NASA Logo, National Aeronautics and Space Administration

What Is AutoClass

AutoClass is an unsupervised Bayesian classification system that seeks a maximum posterior probability classification.

Key features:

  • determines the number of classes automatically;
  • can use mixed discrete and real valued data;
  • can handle missing values;
  • processing time is roughly linear in the amount of the data;
  • cases have probabilistic class membership;
  • allows correlation between attributes within a class;
  • generates reports describing the classes found; and
  • predicts "test" case class memberships from a "training" classification.

AutoClass uses only vector valued data, in which each instance to be classified is represented by a vector of values, each value characterizing some attribute of the instance. Values can be either real numbers, normally representing a measurement of the attribute, or they can be discrete, one of a countable attribute dependent set of such values, normally representing some aspect of the attribute.

AutoClass models the data as mixture of conditionally independent classes. Each class is defined in terms of a probability distribution over the meta-space defined by the attributes. AutoClass uses Gaussian distributions over the real valued attributes, and Bernoulli distributions over the discrete attributes. Default class models are provided.

AutoClass finds the set of classes that is maximally probable with respect to the data and model. The output is a set of class descriptions, and partial membership of the instances in the classes.

For more details click here (Bayesian Classification (AutoClass): Theory and Results; 1995, postscript - 220k), and here (Bayesian Classification Theory; 1991, postscript - 200k), and here (list of references).

What Is AutoClass C

AutoClass C was programmed by Dr. Diane Cook (cook@centauri.uta.edu) and Joseph Potts (potts@cse.uta.edu) of the University of Texas at Arlington. William Taylor (william.m.taylor@nasa.gov) "productized" the software through extensive testing, addition of sample data bases, and re-working the user documentation.


Significant new features of the C implementation are:

  • it is about 10-20 times faster than the Lisp implementations: AutoClass III & AutoClass X;
  • it uses double precision floating point for its "inner loop" weight calculations, producing a higher "signal-to-noise" ratio than the Lisp versions, and thus more precise convergences for very large data sets (adding double precision to the Lisp versions would slow them down even more).

It provides four models:

  • single_multinomial - discrete attribute multinomial model, including missing values.
  • single_normal - real valued attribute model with no missing values; sub-types: location and scalar.
  • single_normal_missing - real valued attribute model with missing values; sub-types: location and scalar.
  • multi_normal - real valued covariant normal model with no missing values.

Additional models were done in Lisp for AutoClass X, and may be implemented in C at some later time. These models are:

  • single_multinomial_ignore - discrete attribute multinomial model, ignoring missing values.
  • single_poisson - models low value count (integer) attributes as Poisson distributions.
  • multi_multinomial_dense - a dense covariant multinomial model.
  • multi_multinomial_sparse - a sparse covariant multinomial model.

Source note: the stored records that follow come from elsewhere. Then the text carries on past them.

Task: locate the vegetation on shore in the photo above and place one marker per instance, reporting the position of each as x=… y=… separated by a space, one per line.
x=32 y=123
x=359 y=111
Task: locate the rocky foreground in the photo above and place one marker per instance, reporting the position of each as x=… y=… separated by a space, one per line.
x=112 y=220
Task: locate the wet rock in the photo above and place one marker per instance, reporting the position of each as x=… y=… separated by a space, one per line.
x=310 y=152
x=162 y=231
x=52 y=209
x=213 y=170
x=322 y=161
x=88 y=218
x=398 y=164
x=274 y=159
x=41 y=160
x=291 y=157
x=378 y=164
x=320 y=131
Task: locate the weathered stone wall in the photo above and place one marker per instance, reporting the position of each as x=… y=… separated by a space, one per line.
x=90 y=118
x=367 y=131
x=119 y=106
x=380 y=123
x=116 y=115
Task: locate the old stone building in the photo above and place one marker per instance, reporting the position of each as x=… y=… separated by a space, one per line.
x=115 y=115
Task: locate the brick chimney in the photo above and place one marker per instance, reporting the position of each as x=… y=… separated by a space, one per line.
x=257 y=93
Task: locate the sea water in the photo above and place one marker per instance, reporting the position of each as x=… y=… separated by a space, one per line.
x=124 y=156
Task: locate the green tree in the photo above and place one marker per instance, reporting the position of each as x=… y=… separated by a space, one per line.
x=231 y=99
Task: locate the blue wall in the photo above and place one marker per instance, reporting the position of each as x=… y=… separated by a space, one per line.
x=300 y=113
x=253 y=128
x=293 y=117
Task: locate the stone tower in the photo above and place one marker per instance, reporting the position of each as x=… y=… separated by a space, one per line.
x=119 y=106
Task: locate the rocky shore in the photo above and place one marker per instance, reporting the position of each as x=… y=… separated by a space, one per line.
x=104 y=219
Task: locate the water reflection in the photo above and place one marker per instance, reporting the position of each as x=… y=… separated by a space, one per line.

The C implementation also does not provide single_multinomial model value translations, and canonical model group/attribute ordering.

Update History

Version: 1.0 --- 15 Apr 95 --- initial version of AutoClass C

Version: 1.5 --- 08 May 95 --- ported to Sun Solaris 2.4; corrected string overwrite problems; compilation of file search-control.c is now optimized; & added binary data file input option.

Version: 2.0 --- 08 Jun 95 --- ported to SGI IRIX version 5.2; converted binary i/o from non-standard (open/close/ read/write) to ANSI (fopen/fclose/fread/fwrite); converted from srand/rand to srand48/lrand48 for random number generation; added prediction capability which uses a "training" classification to predict probabilistic class membership for the cases of a "test" data file; added new ".s-params" parameter "screen_output_p"; added output of real and discrete attribute statistics when data base is initially read; corrected garbage output when ".r-params" parameter "xref_class_report_att_list" contains mixed real and discrete attributes; corrected the handling of unknown real values in reports output; and corrected an error in function "output_warning_msgs" which caused an abort condition.

Version: 2.5 --- 28 Jul 95 --- Influence values report has been significantly revised and reformatted; add SunOS/Solaris C compiler support; correct segmentation fault which occurs when more than 25 type = real, subtype = scalar attributes are defined; correct "LOG domain" errors in generation of influence values for model "single_multinomial"; and added mods for port to Linux operating system using gcc compiler.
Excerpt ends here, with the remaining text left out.